DNA replication is frequently challenged by obstacles that require accurate and timely repair to maintain genome stability. In some cases, repair mechanisms are coupled with the replisome to process the damaged DNA. One such mechanism is known as replication fork reversal. Fork reversal involves the physical remodeling of forks to possibly help stabilize and allow for error-free repair of stalled forks.

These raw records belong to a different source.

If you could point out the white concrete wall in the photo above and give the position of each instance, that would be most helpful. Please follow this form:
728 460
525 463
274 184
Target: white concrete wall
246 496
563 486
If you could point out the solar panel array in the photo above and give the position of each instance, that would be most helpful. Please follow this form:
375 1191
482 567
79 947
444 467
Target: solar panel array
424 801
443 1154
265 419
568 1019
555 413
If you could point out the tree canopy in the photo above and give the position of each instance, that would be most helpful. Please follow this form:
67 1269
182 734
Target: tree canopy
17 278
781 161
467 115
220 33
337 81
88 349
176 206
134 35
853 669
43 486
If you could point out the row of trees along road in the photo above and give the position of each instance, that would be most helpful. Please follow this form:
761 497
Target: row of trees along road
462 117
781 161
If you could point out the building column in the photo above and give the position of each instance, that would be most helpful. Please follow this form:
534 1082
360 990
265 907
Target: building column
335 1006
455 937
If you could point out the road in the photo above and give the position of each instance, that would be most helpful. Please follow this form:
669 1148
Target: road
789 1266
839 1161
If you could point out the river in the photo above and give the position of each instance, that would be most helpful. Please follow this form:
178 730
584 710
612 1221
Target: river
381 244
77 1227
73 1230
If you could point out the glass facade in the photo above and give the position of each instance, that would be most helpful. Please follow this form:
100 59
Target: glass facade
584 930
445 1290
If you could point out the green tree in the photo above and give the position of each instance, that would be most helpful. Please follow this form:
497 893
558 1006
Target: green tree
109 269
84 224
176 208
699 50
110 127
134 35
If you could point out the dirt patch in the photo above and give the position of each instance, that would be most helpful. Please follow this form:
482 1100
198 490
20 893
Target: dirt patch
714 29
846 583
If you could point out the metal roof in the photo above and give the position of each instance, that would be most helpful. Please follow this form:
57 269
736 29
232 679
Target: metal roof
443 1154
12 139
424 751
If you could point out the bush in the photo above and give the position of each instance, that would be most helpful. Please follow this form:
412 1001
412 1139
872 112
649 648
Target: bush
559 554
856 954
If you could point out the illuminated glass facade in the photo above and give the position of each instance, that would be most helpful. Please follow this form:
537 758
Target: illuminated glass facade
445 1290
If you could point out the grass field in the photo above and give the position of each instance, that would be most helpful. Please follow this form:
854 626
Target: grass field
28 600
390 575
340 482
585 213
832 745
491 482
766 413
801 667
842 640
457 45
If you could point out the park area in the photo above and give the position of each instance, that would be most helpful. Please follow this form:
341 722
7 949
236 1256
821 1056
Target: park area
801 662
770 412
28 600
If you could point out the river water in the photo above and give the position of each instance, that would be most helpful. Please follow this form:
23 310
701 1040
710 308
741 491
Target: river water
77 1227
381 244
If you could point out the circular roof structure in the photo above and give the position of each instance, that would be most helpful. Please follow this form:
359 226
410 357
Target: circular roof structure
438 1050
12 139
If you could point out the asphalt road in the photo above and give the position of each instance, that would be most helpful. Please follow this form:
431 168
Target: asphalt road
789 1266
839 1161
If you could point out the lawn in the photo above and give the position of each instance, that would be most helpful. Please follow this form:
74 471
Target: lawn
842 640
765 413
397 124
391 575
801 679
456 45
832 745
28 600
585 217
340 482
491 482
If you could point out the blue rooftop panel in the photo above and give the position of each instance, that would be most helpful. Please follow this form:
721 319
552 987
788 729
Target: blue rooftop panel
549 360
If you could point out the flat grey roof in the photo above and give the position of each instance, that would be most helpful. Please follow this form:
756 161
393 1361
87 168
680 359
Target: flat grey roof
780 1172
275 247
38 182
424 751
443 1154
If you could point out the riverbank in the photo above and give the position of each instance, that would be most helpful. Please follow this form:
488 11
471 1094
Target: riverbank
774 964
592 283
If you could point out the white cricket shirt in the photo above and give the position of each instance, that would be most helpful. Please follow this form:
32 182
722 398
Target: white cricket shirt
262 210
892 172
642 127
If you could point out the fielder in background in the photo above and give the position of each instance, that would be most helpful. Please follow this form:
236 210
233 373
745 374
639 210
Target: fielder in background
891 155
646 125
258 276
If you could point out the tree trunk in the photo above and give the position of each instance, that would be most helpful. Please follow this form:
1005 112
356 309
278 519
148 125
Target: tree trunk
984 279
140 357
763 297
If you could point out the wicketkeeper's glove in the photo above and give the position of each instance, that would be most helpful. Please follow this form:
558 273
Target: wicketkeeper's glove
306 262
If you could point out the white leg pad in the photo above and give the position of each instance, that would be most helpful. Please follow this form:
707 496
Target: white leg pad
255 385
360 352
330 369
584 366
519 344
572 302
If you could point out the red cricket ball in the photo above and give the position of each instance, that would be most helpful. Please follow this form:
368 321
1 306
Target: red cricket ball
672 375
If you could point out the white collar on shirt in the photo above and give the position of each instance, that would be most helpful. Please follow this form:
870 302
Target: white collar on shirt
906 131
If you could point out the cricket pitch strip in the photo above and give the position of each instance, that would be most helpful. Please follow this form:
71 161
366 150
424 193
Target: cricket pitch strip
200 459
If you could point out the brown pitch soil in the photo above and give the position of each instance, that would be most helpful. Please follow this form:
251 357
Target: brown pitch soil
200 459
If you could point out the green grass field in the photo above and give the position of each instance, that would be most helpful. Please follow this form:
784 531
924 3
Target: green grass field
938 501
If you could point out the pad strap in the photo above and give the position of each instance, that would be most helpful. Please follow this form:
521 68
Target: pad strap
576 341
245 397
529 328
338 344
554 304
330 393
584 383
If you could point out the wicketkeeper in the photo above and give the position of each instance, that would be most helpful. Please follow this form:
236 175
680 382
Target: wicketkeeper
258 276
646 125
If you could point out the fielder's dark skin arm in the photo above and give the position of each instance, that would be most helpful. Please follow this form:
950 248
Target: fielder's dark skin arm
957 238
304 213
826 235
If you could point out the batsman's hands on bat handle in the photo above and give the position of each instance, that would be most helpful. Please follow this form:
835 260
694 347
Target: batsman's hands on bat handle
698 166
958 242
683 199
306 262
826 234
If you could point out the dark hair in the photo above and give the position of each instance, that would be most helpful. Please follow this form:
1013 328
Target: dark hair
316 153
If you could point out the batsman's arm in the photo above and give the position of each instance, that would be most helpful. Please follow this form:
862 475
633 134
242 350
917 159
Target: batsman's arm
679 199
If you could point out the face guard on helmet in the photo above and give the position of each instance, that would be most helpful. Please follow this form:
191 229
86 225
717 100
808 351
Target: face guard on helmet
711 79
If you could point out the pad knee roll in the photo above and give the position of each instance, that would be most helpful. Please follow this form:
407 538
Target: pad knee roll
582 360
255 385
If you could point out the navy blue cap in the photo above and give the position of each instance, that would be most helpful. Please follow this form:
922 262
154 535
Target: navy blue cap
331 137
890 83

Although potentially a useful replication stress response mechanism, unregulated fork reversal can cause genome instability. Fork reversal requires SWI/SNF2 family translocases including SMARCAL1, ZRANB3, or HLTF. In addition, fork reversal requires a single-strand DNA (ssDNA) binding protein, RAD51. How RAD51 promotes fork reversal is not known. RAD51 also facilitates homologous recombination repair of double-strand breaks and protects reversed forks from nuclease degradation. Our lab recently identified a ssDNA binding protein related to RPA called RADX that localizes to active and stalled replication forks. Biochemically, RADX binds to and destabilizes RAD51 nucleofilaments. My dissertation work focused on understanding the functions of RADX and RAD51 at elongating and stalled replication forks. I discovered that RADX can either inhibit or promote fork reversal depending on replication stress levels. At elongating forks, RADX inhibits fork reversal thereby preventing fork slowing and collapse. Paradoxically, in the presence of persistent replication stress, RADX localizes to stalled forks to help generate reversed fork structures. Consequently, RADX increases SMARCAL1-dependent fork reversal in cases where RAD51 binding to model substrates is inhibitory. RADX generates these context-dependent effects by directly binding ssDNA and RAD51 to generate a metastable RAD51 filament at stalled forks. This difference in phenotypes at elongating versus stalled forks may be due to differences in the amount and persistence of ssDNA. Thus, RADX confines fork reversal at persistently stalled forks to maintain genome stability.